Auto Lenders Hand Underwriting and Collections to AI Agents the New Model-Risk Rules Leave Out
One auto lender reports agentic AI cut its approval cycle 88 percent. In April, federal regulators replaced the 15-year-old model-risk guidance and left generative and agentic AI out of its scope.
What happened. Auto lenders are moving agentic AI past pilots and into the parts of the business that touch the credit decision: underwriting, compliance, and collections.

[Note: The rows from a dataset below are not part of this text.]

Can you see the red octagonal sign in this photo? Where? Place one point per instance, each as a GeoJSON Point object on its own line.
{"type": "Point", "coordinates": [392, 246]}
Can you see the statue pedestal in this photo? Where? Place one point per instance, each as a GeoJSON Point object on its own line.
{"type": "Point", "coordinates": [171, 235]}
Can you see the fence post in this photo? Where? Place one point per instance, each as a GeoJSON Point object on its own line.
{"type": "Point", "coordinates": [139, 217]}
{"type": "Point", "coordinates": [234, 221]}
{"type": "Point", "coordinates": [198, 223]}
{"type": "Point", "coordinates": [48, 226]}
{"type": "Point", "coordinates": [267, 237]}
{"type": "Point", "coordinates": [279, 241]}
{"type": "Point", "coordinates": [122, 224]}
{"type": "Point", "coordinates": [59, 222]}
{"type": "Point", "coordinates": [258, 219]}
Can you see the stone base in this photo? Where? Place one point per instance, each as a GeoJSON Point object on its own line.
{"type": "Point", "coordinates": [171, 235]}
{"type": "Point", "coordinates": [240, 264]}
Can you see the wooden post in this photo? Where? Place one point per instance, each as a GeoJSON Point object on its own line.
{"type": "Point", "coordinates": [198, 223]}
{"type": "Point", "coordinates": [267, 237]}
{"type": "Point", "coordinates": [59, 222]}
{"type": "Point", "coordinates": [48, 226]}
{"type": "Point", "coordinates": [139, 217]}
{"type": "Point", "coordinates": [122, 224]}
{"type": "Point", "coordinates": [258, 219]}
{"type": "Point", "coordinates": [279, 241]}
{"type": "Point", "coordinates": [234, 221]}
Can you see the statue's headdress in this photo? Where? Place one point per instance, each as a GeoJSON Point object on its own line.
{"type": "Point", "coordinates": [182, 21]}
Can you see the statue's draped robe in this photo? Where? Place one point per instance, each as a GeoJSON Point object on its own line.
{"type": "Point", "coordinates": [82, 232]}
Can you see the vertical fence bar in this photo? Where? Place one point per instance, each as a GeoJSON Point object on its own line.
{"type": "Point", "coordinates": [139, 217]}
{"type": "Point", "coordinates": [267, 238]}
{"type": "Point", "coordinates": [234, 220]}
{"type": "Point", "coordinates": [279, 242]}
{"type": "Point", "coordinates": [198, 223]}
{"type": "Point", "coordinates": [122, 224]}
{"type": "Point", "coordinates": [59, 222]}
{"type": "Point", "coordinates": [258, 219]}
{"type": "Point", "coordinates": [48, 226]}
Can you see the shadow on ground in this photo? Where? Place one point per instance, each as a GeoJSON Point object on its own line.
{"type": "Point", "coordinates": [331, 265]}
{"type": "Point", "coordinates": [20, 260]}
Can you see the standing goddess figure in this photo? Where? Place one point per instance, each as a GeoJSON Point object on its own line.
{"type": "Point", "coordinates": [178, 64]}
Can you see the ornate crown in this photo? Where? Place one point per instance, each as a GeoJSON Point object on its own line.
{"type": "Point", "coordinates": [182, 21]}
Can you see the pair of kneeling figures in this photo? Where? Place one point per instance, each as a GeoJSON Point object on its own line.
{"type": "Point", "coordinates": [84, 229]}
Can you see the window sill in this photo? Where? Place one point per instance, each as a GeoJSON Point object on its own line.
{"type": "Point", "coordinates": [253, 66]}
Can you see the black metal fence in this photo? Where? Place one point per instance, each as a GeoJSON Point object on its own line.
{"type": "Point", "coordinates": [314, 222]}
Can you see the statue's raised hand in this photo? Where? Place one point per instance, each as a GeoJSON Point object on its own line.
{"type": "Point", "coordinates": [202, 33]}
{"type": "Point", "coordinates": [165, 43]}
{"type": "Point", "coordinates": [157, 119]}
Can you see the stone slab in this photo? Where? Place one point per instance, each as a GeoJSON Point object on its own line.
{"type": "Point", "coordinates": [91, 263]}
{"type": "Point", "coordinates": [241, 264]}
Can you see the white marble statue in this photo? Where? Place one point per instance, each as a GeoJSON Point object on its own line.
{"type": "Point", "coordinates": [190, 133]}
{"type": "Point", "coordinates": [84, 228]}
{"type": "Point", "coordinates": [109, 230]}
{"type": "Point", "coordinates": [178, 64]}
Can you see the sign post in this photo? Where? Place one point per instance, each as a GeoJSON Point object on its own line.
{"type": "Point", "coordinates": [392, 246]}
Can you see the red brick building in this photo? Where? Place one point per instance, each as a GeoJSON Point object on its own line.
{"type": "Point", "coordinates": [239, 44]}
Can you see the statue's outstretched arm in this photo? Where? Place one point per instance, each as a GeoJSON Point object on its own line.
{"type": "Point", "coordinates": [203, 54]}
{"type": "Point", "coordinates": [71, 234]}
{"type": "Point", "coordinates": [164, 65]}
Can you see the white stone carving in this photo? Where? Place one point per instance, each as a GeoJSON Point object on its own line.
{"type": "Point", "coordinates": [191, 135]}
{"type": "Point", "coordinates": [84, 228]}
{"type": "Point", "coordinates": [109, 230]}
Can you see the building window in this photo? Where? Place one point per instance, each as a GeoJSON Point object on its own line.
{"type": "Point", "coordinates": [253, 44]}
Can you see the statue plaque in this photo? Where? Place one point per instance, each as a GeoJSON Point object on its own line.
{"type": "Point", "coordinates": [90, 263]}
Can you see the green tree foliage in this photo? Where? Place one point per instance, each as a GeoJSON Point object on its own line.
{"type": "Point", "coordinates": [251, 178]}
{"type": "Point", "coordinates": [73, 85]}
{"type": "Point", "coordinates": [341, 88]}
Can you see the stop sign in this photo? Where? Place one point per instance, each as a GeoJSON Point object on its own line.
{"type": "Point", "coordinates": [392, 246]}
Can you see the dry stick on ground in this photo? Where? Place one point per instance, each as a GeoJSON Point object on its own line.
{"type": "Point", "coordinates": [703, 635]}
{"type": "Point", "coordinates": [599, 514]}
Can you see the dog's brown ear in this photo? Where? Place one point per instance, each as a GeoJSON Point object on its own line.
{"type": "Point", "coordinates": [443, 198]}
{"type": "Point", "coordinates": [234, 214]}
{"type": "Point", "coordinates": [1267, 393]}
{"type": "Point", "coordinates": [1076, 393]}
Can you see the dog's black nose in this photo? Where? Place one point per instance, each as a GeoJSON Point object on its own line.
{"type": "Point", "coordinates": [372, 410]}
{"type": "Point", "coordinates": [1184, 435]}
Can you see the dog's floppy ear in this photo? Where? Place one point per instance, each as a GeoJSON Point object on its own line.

Arivo Acceptance, the subprime auto lender Ken Garff Automotive Group tapped as its captive finance arm, told Auto Finance News it built new software with a five-person "Beta Team" made up mostly of interns with no coding background, who "vibe code" by describing what they want to AI models such as Claude or Microsoft Copilot.1 2 The vendors selling into this segment report that agentic workflows are already running underwriting memos and delinquency calls, not just sorting documents.3
What is actually new. The shift is not automation, which lenders have run for years. It is autonomy: agents that plan and execute multi-step work, pulling documents, querying data, running models, and drafting decisions without a human approving each step.4 Automation Anywhere says its agentic underwriting workflows cut processing time about 60 percent, and that one automotive lender reduced approval cycles by 88 percent.3 Those numbers are self-reported by the vendor, which is exactly why the governance question below matters.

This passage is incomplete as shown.